Guidance: This skill appears to implement local persona/template generation and an optional cloud generation feature. Before installing or using it with real data: 1) Review index.js (and backup) to confirm exactly what data would be sent to the external endpoint (sora2.wboke.com) and whether that endpoint is trustworthy. 2) Do not provide API keys or sensitive data to the skill until you verify the cloud service's privacy policy and ownership. 3) Because the README claims 'privacy first' yet code supports a cloud API, treat the local mode and cloud mode differently: prefer local template mode when you need privacy. 4) Test in an isolated workspace (backup your real workspace) — the skill writes core files to the workspace root and recommends overwriting them. 5) Check bundled scripts (assets/cron-templates, scripts/security-audit.sh) before executing them. 6) If you need a higher assurance level, ask the publisher for clarification about the cloud API, required credentials, and exact telemetry or logging behavior; if that cannot be provided, consider using only the included local templates or manually copying the templates rather than invoking cloud generation.

Review Dimensions

Purpose & Capability: noteThe skill's stated purpose (generate persona/config files from celebrity templates) matches the code and bundled templates: it reads template files and writes them to the user's workspace. However there are inconsistencies: some files and comments claim 12 templates while other files (index/backup, README, welcome message) reference 36 templates. The README/SKILL.md also advertise 'privacy first / your data stays local' even though the code and examples describe an optional cloud API (sora2.wboke.com) for custom generation. These mismatches are not outright malicious but reduce trust and clarity.
Instruction Scope: noteRuntime instructions and SKILL.md primarily operate on workspace files (SOUL.md, IDENTITY.md, MEMORY.md, etc.) and recommend copying/writing files into the user's OpenClaw workspace — this is consistent with the skill’s purpose. But SKILL.md and code support an optional cloud generation mode that will send user-provided inputs (aiName, custom answers, etc.) to an external API endpoint; that external network activity is within the declared permissions but contradicts the 'privacy first' marketing language. The SKILL.md does not instruct reading unrelated system files or credentials, so scope creep is limited to the cloud API option.
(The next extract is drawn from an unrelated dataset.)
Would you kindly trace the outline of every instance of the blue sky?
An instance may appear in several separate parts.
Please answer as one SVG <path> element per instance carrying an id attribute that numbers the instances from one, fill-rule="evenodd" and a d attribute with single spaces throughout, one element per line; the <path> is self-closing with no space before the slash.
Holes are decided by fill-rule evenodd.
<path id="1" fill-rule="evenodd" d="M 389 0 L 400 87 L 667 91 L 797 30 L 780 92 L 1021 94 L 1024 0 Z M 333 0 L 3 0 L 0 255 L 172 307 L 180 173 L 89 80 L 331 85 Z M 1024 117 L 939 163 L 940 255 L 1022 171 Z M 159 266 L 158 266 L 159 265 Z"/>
Install Mechanism: okThere is no external install/download step in the manifest (no remote archive or install URL). The package is delivered with source files bundled. That lowers supply-chain risk compared with arbitrary network installs. The repository includes shell scripts and cron templates but they are not automatically installed or executed by an install mechanism in the registry metadata.
Credentials: concernThe registry metadata lists no required environment variables or primary credential, but the code and README show an optional cloud mode that requires an API key parameter and references an external endpoint (sora2.wboke.com). That credential requirement is not declared in the skill metadata (or as primaryEnv), making the permission/credential model unclear. The skill requests network + filesystem permissions (appropriate for its features) but the undocumented cloud API and how user data is sent there is a transparency gap and a proportionality concern.
Persistence & Privilege: okThe skill is not marked always:true and does not request elevated persistent presence. It reads/writes files in the user's OpenClaw workspace (documented by the SKILL.md), which is expected for this functionality. There is no evidence it modifies other skills' configurations or system-wide settings.